In any company, being customer-oriented means knowing how to listen to and understand them, how to satisfy them profitably and how to build loyalty. In the B2B/B2G world in general, it means understanding each customer and each group of customers in all the possible variety of business types or “missions”, value criteria, influences and decision-making processes, operating modes, internal processes, company cultures and individual attitudes.
More specifically in the B2B/B2G high-tech world, it is basically staying close enough to customers to be able to untangle the complexity and variety of what “makes value” today and “will make value” tomorrow for customers depending on their business.
This is adding to it:
- understanding and anticipating customer behaviour in the face of technological innovation
- a sense of customer proximity, a detailed understanding of the customer experience, of the factors of satisfaction or dissatisfaction, of customer service
- the ability to maintain a constructive dialogue about existing or future technologies
- the ability to manage delicate issues of technological secrecy, intellectual property or co-ownership in this dialogue.
Internally, it means knowing how to bring together strong technical expertise with the ability to listen to customers in order to create and adapt its products and services. It means developing the services, whether they are basic or highly advanced, that customers need to operate at their best in their own business and knowing how to deliver these services efficiently and reliably while constantly improving them. It means knowing how to listen, but not just listen, in order to be able to innovate even beyond what customers can express and sometimes imagine.
Customer orientation is both essential and a source of difficulties for the B2B/B2G company, as it is necessary to balance the “voice of the customer in the company” and the “voice of the company with the customer”.
It is necessary to combine a highly technical internal culture with external dimensions, that of the markets, that of clients, each with their own “world”. This world is made up of business or “missions”, the evaluation of the profitability of an investment according to a particular cost structure, specific processes, service needs, operational or operating constraints, implementation, training, etc.

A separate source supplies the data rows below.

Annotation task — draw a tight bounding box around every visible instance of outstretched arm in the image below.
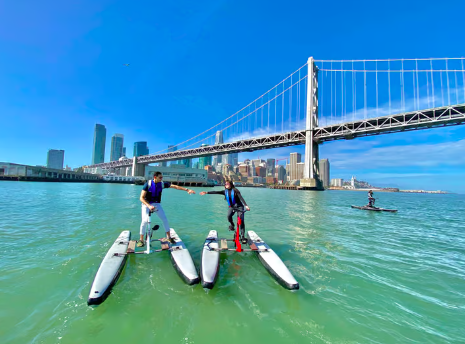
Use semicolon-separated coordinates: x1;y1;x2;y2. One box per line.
139;190;156;211
170;184;195;195
200;190;224;196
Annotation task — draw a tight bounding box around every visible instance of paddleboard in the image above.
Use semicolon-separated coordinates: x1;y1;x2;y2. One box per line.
247;231;299;290
170;228;200;285
87;231;131;305
351;205;397;213
200;231;220;289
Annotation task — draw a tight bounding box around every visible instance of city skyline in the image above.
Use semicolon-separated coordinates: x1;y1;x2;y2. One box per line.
0;2;465;192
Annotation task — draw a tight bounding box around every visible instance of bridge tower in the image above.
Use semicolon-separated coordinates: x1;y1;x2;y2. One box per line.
300;57;322;189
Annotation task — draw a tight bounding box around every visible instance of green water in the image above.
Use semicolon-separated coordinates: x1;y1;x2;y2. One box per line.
0;182;465;344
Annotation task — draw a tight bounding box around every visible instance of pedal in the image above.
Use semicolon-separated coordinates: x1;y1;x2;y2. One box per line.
126;240;136;253
160;240;170;250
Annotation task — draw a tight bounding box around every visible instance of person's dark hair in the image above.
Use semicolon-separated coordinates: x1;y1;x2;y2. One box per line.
224;179;236;189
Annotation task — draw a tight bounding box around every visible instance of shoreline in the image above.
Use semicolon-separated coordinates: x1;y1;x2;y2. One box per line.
327;187;453;195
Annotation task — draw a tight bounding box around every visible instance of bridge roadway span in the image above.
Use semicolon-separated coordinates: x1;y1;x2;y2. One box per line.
89;104;465;169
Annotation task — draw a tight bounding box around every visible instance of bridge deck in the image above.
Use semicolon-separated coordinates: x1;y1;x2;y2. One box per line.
89;104;465;169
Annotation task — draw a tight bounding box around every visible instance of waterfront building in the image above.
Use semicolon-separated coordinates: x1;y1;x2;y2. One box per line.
331;178;344;188
179;159;192;168
0;162;100;182
254;166;266;178
133;141;149;157
47;149;65;170
320;159;330;188
239;164;251;178
168;145;178;165
288;153;302;180
266;159;276;177
277;165;287;183
145;164;207;186
296;162;305;180
110;134;124;161
92;124;107;165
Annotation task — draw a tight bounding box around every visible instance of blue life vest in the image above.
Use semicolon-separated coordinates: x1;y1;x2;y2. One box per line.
149;179;163;203
225;189;236;207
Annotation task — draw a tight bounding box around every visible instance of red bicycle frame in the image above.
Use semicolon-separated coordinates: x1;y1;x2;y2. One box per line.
234;213;242;252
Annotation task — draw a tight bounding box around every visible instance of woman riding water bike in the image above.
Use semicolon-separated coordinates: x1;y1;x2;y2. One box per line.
200;180;250;241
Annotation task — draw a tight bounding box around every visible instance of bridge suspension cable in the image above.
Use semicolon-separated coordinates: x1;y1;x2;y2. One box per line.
315;57;465;125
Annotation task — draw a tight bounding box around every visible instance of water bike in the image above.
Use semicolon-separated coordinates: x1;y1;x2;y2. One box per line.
87;212;200;305
200;208;299;290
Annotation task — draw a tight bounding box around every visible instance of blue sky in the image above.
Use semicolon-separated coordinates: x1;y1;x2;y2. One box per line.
0;0;465;193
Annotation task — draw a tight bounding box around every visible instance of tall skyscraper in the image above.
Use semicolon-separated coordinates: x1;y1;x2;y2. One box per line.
319;159;331;188
168;145;179;165
288;153;302;180
134;141;149;156
47;149;65;170
212;130;224;166
92;124;107;165
277;165;287;183
110;134;124;161
266;159;276;178
199;143;212;170
231;153;239;166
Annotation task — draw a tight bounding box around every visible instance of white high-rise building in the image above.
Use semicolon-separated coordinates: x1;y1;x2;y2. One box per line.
319;159;330;188
110;134;124;161
47;149;65;170
288;153;303;180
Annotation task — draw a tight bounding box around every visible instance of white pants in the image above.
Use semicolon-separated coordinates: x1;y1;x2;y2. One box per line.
140;203;170;235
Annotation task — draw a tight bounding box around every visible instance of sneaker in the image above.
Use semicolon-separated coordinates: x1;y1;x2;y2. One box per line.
167;238;176;244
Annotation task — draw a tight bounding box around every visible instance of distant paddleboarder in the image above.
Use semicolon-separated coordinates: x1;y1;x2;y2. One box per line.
137;172;195;247
368;190;375;207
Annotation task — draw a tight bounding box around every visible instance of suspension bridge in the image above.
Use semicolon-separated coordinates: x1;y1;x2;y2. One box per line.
89;57;465;188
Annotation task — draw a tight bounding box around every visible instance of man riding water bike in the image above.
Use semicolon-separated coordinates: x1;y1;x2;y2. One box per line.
368;190;375;207
200;180;250;242
137;172;195;247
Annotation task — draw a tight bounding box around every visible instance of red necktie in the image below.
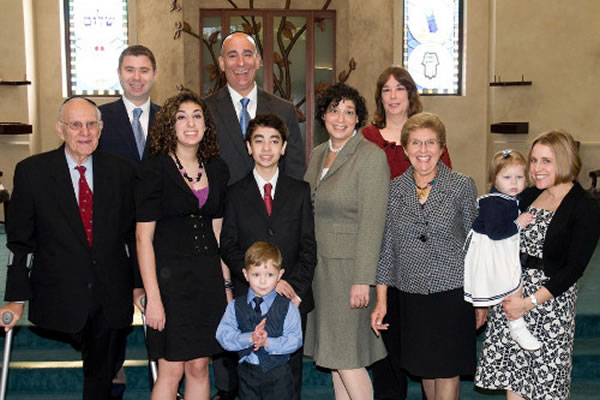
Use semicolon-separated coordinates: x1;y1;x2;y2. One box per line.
264;183;273;215
75;165;94;246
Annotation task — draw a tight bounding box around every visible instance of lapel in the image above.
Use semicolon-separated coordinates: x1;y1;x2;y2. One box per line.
319;132;363;187
145;102;160;158
113;99;140;159
216;86;247;159
242;172;268;218
50;144;89;246
256;89;273;114
270;169;292;218
424;161;452;211
305;142;328;192
92;152;110;248
161;154;195;198
393;166;424;219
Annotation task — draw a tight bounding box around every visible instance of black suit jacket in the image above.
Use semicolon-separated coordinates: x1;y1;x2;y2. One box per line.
221;171;317;313
520;181;600;297
5;145;141;333
205;86;306;184
98;99;160;166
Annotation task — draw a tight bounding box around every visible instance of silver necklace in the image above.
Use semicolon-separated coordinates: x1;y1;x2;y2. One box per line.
328;129;356;153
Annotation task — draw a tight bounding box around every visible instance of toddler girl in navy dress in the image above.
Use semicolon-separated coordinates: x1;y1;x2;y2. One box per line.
464;150;541;351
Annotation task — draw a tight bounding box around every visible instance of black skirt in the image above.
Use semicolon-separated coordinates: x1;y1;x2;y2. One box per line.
392;288;476;378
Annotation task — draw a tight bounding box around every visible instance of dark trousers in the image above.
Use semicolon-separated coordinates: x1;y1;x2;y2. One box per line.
212;313;306;400
72;308;126;400
371;287;408;400
238;362;294;400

It will often be necessary to recruit specialists in certain client areas considered particularly important (e.g. defence) in order to benefit from both their expertise and their networks of contacts.
In the technological company, it is above all a challenge of attitude to avoid technical arrogance, a challenge of observation and listening to capture the messages of customers beyond what they express, and a challenge of organisation to make a large number of actors in contact with customers cooperate.